It's no coincidence that the savior of the Washington Nationals is named Jesus.
The one man to rescue the Nationals during this journey full of pitfalls and obstacles is not named Bryce, Stephen, Gio, Ryan, Ian or Tyler. In a season marked by an ungodly number of injuries to all portions of the team, Jesus Flores has been the rock the team has built upon.
Jesus Flores. The once-promising young catcher who began this season behind Wilson Ramos on the depth chart before taking over on May 12th. The 27-year-old from Venezuela who finally completed his comeback from a major shoulder injury he suffered three years ago. The lifetime .251 hitter who currently has a microscopic 0.1 WAR (Wins Above Replacement).
Yes, I am aware that Bryce Harper is doing his best Buster Posey impersonation by igniting the team's offense while still a rookie. I have watched as Stephen Strasburg has lived up to the pressure of being the Opening Day starter, and Gio Gonzalez has validated the blockbuster trade that brought him here.
I know that Ryan Zimmerman is the heart of this team and has built a strong case for another Gold Glove at third base and that Ian Desmond has become one of the best defensive short stops in the NL while also terrorizing pitchers at the plate. And I have seen Tyler Clippard become even more valuable to this team, stepping effortlessly into the role of closer while Drew Storen sits on the shelf until July.
But none of these players mean as much to the Washington Nationals as Jesus Flores. On a team whose greatest weapon is the pitching staff, Flores' importance is painfully obvious. Jesus is excellent at managing the ball game, but is even better at managing the staff, both the starting rotation and the bullpen. He has no qualms about marching out to the mound to tell any of his pitchers how and why they are veering off course, and how to quickly get back on track. His direct approach lets his pitchers know that he is the boss, but Flores does so without showing them up.
Jesus Flores is also a great defensive catcher, a significant upgrade from Wilson Ramos. Flores has thrown out four of 12 runners in 31 games for a 25-percent efficiency, compared to Ramos throwing out four of 19 runners in 24 games for 17 percent. The league-wide efficiency rate is 28p percent. Also, Flores is averaging one passed ball for every 15.5 games, whereas Ramos was averaging one per 12 games.

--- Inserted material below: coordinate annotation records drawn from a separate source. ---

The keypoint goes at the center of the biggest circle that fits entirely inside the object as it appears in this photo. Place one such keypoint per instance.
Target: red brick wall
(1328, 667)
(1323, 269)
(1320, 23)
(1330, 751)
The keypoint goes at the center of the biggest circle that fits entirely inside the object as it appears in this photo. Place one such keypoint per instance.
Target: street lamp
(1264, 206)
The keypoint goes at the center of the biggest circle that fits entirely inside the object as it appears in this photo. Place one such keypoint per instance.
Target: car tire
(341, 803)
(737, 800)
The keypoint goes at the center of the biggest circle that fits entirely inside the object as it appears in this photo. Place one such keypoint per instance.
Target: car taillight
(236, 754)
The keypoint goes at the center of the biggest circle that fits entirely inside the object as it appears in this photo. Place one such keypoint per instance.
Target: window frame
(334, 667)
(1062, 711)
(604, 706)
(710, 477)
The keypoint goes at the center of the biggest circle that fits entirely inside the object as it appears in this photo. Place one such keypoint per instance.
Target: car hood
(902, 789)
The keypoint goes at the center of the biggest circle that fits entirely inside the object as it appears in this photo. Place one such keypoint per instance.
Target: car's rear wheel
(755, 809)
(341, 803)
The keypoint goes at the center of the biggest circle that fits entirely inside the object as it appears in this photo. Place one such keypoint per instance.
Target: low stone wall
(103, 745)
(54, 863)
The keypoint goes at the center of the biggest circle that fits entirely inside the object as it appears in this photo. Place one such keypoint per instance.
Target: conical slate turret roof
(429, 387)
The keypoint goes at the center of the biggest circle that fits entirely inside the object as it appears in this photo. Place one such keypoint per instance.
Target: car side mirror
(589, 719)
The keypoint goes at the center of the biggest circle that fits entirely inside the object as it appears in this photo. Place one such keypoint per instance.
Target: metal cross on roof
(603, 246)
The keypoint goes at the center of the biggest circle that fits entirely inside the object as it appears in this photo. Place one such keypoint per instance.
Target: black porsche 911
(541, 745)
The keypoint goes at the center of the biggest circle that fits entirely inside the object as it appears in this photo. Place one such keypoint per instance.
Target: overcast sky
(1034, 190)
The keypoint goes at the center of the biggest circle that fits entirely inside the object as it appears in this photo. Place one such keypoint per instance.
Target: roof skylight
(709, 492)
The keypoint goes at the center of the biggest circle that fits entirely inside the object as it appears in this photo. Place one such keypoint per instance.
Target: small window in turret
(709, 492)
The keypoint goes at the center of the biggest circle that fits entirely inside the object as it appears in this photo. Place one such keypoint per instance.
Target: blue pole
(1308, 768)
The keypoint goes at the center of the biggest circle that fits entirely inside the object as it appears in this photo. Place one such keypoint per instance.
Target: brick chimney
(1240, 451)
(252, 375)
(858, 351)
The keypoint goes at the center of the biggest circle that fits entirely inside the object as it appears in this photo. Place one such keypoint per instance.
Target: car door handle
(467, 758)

With the inherent value of Jesus Flores, the Washington Nationals' coaching staff becomes visibly nervous anytime there is an injury scare. There was a mild hamstring strain on May 27th, which could have been much worse, but he didn't even miss a game. And there was another scare on Sunday, when Jesus took a foul ball off of his throwing hand. The game was stopped for a few minutes as Flores and the training staff checked his hand. He played catch with Ian Desmond to further check out his hand before resuming play, much to the relief of Davey Johnson and company.
True, the Washington Nationals have organizational depth at catcher, as evidenced by the major league debuts of both Sandy Leon and Jhonatan Solano this season.
But no catcher in this organization—not even Wilson Ramos—has the combination of skills, experience and authority to control a baseball game from the crouch position like Jesus Flores. The Nationals cannot lose him under any circumstances.
If the Washington Nationals continue this sacred pilgrimage toward the postseason without the presence of Jesus, they will truly need a miracle to reach the Promised Land.